Five years ago a breezy Michigander named Elton Forbes MacDonald sold out his one-third interest in a retail trading-stamp company called Top Value Enterprises in the belief that the trading stamp fad had about run out. Last week, with a broad grin, “Mac” MacDonald, 61, admitted that he had been dead wrong. He could afford to grin, because today his E.F. MacDonald Co. is the nation’s fastest growing supplier of trading stamps and stamp premiums.

Secret of MacDonald’s success is a single deal—capturing as a customer for his newly created Plaid stamps The Great Atlantic & Pacific Tea Co., biggest U.S.

grocery chain and long a bitter opponent of trading stamps. With A. & P. in his pocket, Chairman MacDonald expects his company’s sales to catapult from 1961’s $55 million to “at least” $115 million this year. Last week, at the company’s annual meeting, MacDonald confirmed plans for a three-for-one stock split and a 20% dividend increase (to 20¢ a year on each new share). On the strength of such giddy gains, MacDonald stock, which was first offered to the public last June at 19, stood at 86½ last week.

A Twinge of Guilt. Though they first appeared in the U.S. in the 1890s, trading stamps did not catch on until the mid-1950s. At that point, the nation’s burgeoning supermarkets discovered that they had exhausted their fund of novel merchandising methods and had gone about as far in price competition as solvency allowed (most supermarkets operate on a 3½% profit margin). Looking for a new competitive edge, grocerymen found it in trading stamps. “Women feel guilty about spending their husbands’ hard-earned dough for ‘extras,’ ” says one stamp-company executive. “But if a woman gets her hair dryer or new chair with stamps, she can convince herself she’s a thrifty shopper.” The “extras” most in demand at the redemption centers are relatively modest items that the average family can acquire in only a few months of stamp saving—steam spray irons (7½ books), bathroom scales (2½ books), wall-mounted can openers (1½ books). But for the truly ambitious saver, the premium catalogues offer Chevrolet Corvairs (700 books, which a family spending 20% of a $12,000 income with stamp-giving retailers could probably amass in 35 years) and even Piper Deluxe Caribbean airplanes (3,000 books, or $360,000 worth of groceries).

Giving out the stamps that procure these delights inevitably represents an added cost to the retailer—a cost that somebody has to pay. The stamp companies argue that in most cases stamps bring in enough extra sales to allow the merchant to absorb the cost himself without raising his prices to customers. But the nation’s biggest stamp distributor, New York’s Sperry & Hutchinson Co.

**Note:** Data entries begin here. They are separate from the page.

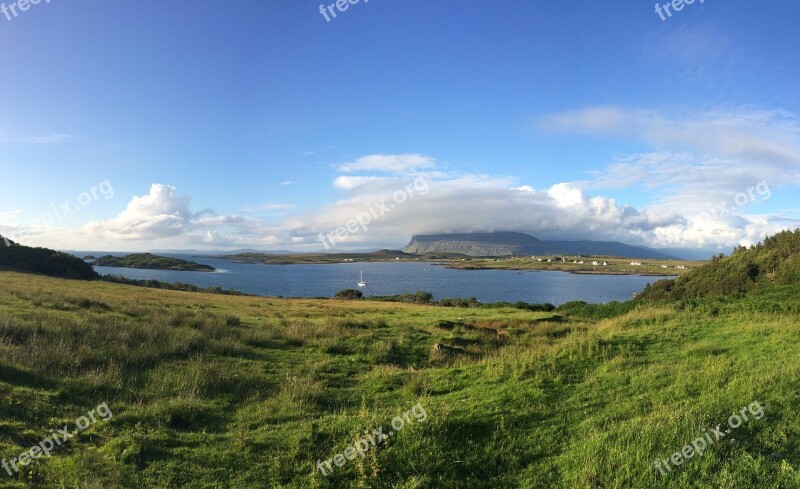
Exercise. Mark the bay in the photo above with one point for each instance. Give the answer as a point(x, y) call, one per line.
point(397, 278)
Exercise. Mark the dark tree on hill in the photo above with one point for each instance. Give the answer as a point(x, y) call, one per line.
point(20, 258)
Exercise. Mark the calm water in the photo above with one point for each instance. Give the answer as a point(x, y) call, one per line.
point(398, 278)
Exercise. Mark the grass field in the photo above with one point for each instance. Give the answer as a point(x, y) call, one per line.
point(211, 391)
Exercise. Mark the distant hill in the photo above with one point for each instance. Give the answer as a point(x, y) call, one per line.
point(775, 262)
point(14, 256)
point(151, 262)
point(516, 244)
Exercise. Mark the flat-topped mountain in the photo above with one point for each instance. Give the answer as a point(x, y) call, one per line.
point(517, 244)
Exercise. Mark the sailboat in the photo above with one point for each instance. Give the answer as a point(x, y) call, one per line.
point(361, 282)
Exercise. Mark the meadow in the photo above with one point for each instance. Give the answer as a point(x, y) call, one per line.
point(216, 391)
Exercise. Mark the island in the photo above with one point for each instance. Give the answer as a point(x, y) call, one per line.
point(151, 262)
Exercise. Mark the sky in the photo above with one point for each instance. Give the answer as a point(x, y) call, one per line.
point(273, 125)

(S. & H. Green stamps) admits that a retailer must increase his sales by about 12% to make stamps pay. If he can’t, says S. & H., “he would be better off to use some other type of promotion.” His customers would doubtless be better off too. But an estimated 75% of U.S. families now save the stamps offered by 225,000 retail outlets.

Re-entry Point. Among the stamp savers is Mrs. E.F. MacDonald, who refuses to stop at a service station that does not offer stamps, assiduously fills her books to redeem for Christmas presents. Though he himself could bring home the same premiums at wholesale cost, his wife’s habit delights the Scots heart of Mac MacDonald, for whom premiums are a way of life. A rotund, robust optimist, MacDonald started his business career with a small Dayton firm selling luggage as contest prizes for salesmen. By expanding the company’s premium line and concentrating on Detroit’s automakers (who sometimes spend as much as $4,000,000 on a sales incentive campaign), MacDonald built sales rapidly and eventually made the firm his own. Branching out ambitiously, he began opening European offices, and by specializing in sales incentive trips and convention travel arrangements also built E.F. MacDonald Co. into a top U.S. travel agency.

Last year, watching the stamp scramble mount, MacDonald began to regret his uncharacteristic 1957 decision to retreat from the field. Seeking the most effective re-entry point, he decided that A. & P. could not continue to buck the stamp trend much longer, set up the Plaid stamp plan especially for A. & P. “I went there cold,” he says. But MacDonald had one overriding asset: since all the other major trading stamp distributors had already signed up with competing grocery chains, none of them were free to bid for A. & P.’s business.

Dulling the Edge? If the plan proves good for A. & P., it should be better for MacDonald. Plaid stamps already are in use in 2,700 A. & P. stores, and 15,000 other retailers have been signed up in 29 states, although, in deference to A. & P., Plaid is taking on no more grocers. Some retailers argue that the fast-spreading use of stamps is destroying their competitive appeal. “They don’t give an edge any more,” says one grocer. “They just let you keep up with the competition. But it will be years before we can get rid of them, if ever.” Benignly, Mac MacDonald agrees. Within two years, he predicts, trading stamps will be a $2 billion business. And in three years, he says, without so much as a glance at front-running S. & H., Plaid stamps “will be No. 1 in the country.”